For a few moments, Carl watched the techs as they placed dry items in plastic bags, and wet ones in paper bags, as per procedure, so that the wet things wouldn’t rot. Hell, in this heat everything was wet, including his shirt where the sweat was running down, and inside his undershorts, and the soles of his feet. It was hard to think in this heat, but he tried to concentrate. It looked like the killer kept on slamming her with something after she fell. But with what? Where was the weapon? What would do this? He glanced up at a wrought-iron curtain rod hanging by a hole in its design. Something like that? That might do it, but he was guessing something thicker, something easier to grasp and swing than a thin, rusting rod. It wasn’t going to take a medical examiner to tell Carl she’d been beaten to death. Pulped was more like it, he thought, sardonically. By the time her killer had gotten through with her, they could have run her through a mill and made paper out of her. He stared at her right wrist. It was flung, palm up, against the wooden slats of the scarred floor. Her left arm and hand were hidden under her body.
Despite the exotic setting and extreme viol
ence, so far this was just another homicide to the veteran detective, merely the latest of hundreds he had investigated in his twenty-year career, most of that in homicide. Unlike Carl, however, one of the crime scene technicians in the room was anything but blasé, because it was the first crime scene she’d ever worked.
“Look what I found!” she exclaimed to him, in a high, excited voice.

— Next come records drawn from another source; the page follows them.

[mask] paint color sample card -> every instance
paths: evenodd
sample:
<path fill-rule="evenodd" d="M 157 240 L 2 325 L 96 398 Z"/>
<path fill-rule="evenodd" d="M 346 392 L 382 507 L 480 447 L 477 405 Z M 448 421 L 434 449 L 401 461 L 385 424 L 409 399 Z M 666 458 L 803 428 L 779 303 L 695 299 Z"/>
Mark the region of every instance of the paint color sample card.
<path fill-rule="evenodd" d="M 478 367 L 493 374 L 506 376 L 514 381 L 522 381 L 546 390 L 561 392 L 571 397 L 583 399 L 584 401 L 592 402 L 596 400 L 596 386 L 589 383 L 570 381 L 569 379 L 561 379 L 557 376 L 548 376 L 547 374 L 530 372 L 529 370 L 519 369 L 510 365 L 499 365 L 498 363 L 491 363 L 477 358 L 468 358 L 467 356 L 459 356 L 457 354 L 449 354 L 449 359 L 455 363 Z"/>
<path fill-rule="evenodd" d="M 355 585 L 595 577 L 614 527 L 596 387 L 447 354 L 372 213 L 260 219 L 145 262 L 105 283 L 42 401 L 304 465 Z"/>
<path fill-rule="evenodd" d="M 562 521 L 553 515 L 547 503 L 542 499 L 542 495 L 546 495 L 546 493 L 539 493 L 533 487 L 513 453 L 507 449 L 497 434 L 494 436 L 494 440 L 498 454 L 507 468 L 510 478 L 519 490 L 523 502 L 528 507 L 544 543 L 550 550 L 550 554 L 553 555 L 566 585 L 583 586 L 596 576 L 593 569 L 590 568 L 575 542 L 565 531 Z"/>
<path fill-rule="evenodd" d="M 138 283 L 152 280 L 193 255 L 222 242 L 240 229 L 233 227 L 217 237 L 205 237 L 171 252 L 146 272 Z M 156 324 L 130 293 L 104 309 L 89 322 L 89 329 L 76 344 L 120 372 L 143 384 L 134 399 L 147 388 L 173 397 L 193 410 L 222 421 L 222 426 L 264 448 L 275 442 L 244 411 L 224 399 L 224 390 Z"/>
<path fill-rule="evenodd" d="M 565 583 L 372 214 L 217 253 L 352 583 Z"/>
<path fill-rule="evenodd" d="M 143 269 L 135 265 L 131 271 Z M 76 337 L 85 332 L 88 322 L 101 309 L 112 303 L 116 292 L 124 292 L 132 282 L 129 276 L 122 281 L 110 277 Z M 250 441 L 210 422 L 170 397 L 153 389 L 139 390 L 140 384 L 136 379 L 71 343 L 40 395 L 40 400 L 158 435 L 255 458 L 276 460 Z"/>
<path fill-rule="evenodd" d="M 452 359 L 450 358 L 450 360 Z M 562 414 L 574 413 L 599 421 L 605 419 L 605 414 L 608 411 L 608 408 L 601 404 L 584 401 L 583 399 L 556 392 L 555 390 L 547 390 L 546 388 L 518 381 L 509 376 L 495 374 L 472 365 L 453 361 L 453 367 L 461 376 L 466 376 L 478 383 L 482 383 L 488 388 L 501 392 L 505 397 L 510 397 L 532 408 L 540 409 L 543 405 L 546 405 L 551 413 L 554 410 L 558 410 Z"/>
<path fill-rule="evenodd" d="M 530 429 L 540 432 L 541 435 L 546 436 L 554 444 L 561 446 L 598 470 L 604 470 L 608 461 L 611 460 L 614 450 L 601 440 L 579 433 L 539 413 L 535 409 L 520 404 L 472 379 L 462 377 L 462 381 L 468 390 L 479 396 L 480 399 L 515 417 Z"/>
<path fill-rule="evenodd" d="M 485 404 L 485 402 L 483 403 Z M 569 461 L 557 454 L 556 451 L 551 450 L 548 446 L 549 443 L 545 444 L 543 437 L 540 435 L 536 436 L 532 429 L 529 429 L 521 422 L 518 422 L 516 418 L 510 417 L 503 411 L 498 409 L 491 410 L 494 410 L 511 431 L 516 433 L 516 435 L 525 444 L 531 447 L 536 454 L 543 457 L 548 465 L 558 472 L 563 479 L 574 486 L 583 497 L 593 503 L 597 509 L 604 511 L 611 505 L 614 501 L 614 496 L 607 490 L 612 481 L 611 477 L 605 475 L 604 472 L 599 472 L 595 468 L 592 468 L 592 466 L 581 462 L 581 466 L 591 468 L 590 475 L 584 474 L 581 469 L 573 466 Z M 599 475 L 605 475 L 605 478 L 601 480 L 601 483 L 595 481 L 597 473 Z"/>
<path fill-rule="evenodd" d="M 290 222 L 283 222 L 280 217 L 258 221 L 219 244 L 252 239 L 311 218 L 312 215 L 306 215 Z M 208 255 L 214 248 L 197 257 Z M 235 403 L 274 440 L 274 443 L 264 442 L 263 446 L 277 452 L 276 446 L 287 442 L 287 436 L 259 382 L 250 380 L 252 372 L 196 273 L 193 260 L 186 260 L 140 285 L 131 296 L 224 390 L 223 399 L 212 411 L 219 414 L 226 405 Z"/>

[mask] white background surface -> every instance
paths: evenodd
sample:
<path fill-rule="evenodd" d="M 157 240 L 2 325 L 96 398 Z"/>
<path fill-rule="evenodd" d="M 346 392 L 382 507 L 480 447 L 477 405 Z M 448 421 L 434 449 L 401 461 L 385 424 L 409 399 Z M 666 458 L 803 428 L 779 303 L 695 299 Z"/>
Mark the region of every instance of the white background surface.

Carl glanced first at what lay in her plastic glove: a bloody ring. It was gold, with a large central diamond surrounded by smaller ones. Looked like a woman’s engagement ring to Carl. Without touching it, he observed that it had notches in it, as if it was designed to fit into a matching wedding band. Only then did he look at the photo ID badge pinned to the tech’s shirt: Martina Levin. He eyed her up and down. He’d never seen her before.
“You new?”
“Yes, sir”
She looked like an overgrown tomboy, he thought: short but sturdy in her navy-blue uniform, with a round face and short dark hair. Like Carl, she wore paper booties over her shoes; unlike him, she had dangling around her neck a type of gas mask meant to filter out smells. Carl hated the things and preferred mentholated jelly rubbed in his nostrils to cover the stench, although most cops claimed that worked about as well as coating your nose with water. He was surprised this girl was tough enough to remain in the room for so long without filtering the air.
She had to tilt her head to look up into his face.
“Find the other ring,” he directed her.
“What other ring? I didn’t see another one.”
“Keep looking. If this is an engagement ring, there ought to be a wedding band. Have somebody turn her over and see if she’s wearing it.” After Martina Levin departed, he returned his attention to the corpse, but in his mind he was speculating about the ring she’d found. Why would there be a loose ring? It suggested to Carl the possibility of a lover’s quarrel, and of somebody furiously throwing a ring at somebody else. Or, maybe this was a kidnap, rape, robbery, murder, and the perp had dropped some of his prizes.